Suissa Jacob S, De La Cerda Gisel Y, Graber Leland C, Jelley Chloe, Wickell David, Phillips Heather R, Grinage Ayress D, Moreau Corrie S, Specht Chelsea D, Doyle Jeff J, Landis Jacob B
Department of Ecology and Evolutionary Biology University of Tennessee at Knoxville Knoxville Tennessee USA.
School of Integrative Plant Science, Section of Plant Biology and the L. H. Bailey Hortorium Cornell University Ithaca New York USA.
Appl Plant Sci. 2024 Aug 9;12(6):e11611. doi: 10.1002/aps3.11611. eCollection 2024 Nov-Dec.
There is a general lack of consensus on the best practices for filtering of single-nucleotide polymorphisms (SNPs) and whether it is better to use SNPs or include flanking regions (full "locus") in phylogenomic analyses and subsequent comparative methods.
Using genotyping-by-sequencing data from 22 species, we assessed the effects of SNP vs. locus usage and SNP retention stringency. We compared branch length, node support, and divergence time estimation across 16 datasets with varying amounts of missing data and total size.
Our results revealed five aspects of phylogenomic data usage that may be generally applicable: (1) tree topology is largely congruent across analyses; (2) filtering strictly for SNP retention (e.g., 90-100%) reduces support and can alter some inferred relationships; (3) absolute branch lengths vary by two orders of magnitude between SNP and locus datasets; (4) data type and branch length variation have little effect on divergence time estimation; and (5) phylograms alter the estimation of ancestral states and rates of morphological evolution.

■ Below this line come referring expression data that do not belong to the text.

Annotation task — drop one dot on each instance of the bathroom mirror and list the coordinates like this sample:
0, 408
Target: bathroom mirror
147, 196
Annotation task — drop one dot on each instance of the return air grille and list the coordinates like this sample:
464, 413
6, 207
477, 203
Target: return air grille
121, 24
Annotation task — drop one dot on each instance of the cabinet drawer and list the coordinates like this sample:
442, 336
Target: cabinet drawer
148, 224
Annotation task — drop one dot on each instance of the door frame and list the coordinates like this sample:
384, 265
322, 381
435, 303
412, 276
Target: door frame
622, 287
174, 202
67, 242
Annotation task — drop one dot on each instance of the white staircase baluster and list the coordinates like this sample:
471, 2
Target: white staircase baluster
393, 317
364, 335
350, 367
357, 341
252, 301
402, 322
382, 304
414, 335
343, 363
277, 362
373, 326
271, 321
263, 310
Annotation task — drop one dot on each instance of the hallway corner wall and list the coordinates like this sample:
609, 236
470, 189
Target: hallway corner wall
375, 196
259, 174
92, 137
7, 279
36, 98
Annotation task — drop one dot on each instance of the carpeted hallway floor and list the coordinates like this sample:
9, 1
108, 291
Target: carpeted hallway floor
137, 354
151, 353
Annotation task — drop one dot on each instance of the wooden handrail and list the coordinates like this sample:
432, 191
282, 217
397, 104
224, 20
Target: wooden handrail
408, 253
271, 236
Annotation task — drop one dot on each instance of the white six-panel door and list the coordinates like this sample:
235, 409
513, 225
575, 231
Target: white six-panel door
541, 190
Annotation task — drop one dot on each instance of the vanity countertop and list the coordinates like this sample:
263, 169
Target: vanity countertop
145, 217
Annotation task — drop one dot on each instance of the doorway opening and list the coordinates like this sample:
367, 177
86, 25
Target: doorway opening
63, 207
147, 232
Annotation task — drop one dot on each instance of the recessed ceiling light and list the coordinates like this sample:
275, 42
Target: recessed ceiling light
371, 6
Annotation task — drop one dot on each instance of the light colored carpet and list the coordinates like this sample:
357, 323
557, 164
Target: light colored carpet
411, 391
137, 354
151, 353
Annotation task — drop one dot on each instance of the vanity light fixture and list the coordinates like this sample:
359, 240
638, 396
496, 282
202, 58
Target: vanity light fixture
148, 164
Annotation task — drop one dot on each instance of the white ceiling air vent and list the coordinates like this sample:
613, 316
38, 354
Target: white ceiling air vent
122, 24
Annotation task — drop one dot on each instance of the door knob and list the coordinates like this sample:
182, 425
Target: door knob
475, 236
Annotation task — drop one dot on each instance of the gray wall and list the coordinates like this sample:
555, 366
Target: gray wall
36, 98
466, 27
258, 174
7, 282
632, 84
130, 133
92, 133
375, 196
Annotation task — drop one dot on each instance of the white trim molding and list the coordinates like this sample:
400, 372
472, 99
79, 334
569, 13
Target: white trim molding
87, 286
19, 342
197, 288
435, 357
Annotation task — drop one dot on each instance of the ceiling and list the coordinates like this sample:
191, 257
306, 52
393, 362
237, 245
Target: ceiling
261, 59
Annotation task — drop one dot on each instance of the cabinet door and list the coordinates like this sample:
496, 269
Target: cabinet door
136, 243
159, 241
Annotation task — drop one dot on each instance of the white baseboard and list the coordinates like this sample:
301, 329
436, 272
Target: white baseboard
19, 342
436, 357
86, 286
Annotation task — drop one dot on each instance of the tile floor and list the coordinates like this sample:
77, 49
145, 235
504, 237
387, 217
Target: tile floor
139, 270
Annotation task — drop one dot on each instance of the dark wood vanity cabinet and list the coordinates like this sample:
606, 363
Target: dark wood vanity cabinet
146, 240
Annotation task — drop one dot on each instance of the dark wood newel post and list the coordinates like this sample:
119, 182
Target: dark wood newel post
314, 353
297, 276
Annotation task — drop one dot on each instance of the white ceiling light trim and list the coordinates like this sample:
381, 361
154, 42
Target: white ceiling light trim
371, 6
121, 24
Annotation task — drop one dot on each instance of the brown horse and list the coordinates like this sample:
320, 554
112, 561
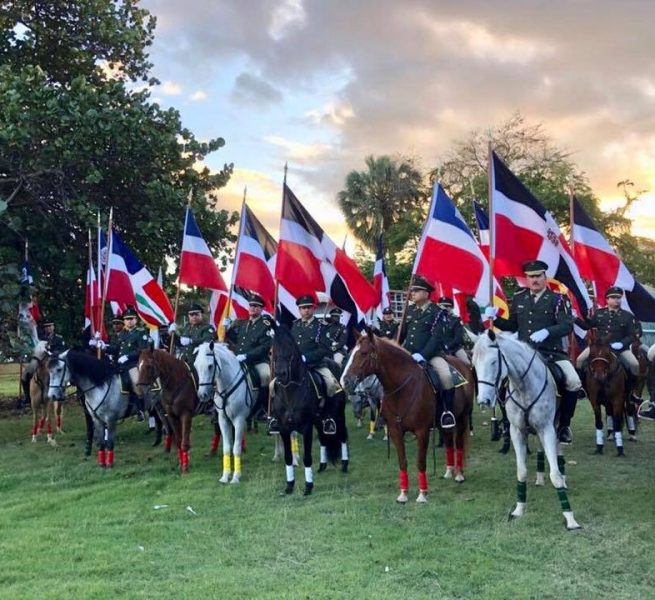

Using SNP or locus datasets does not alter phylogenetic inference significantly, unless researchers want or need to use absolute branch lengths. We recommend against using excessive filtering thresholds for SNP retention to reduce the risk of producing inconsistent topologies and generating low support.
对于单核苷酸多态性(SNP)的筛选最佳实践,以及在系统发育基因组分析和后续比较方法中使用SNP还是纳入侧翼区域(完整“基因座”)更好,目前普遍缺乏共识。
利用来自22个物种的测序分型数据,我们评估了使用SNP与基因座以及SNP保留严格度的影响。我们比较了16个具有不同缺失数据量和总大小的数据集的分支长度、节点支持度和分歧时间估计。
我们的结果揭示了系统发育基因组数据使用的五个可能普遍适用的方面:(1)各分析的树拓扑结构在很大程度上是一致的;(2)严格筛选SNP保留(例如90 - 100%)会降低支持度,并可能改变一些推断的关系;(3)SNP和基因座数据集之间的绝对分支长度相差两个数量级;(4)数据类型和分支长度变化对分歧时间估计影响不大;(5)系统发育树状图会改变祖先状态和形态进化速率的估计。
使用SNP或基因座数据集不会显著改变系统发育推断,除非研究人员想要或需要使用绝对分支长度。我们建议不要对SNP保留使用过高的筛选阈值,以降低产生不一致拓扑结构和低支持度的风险。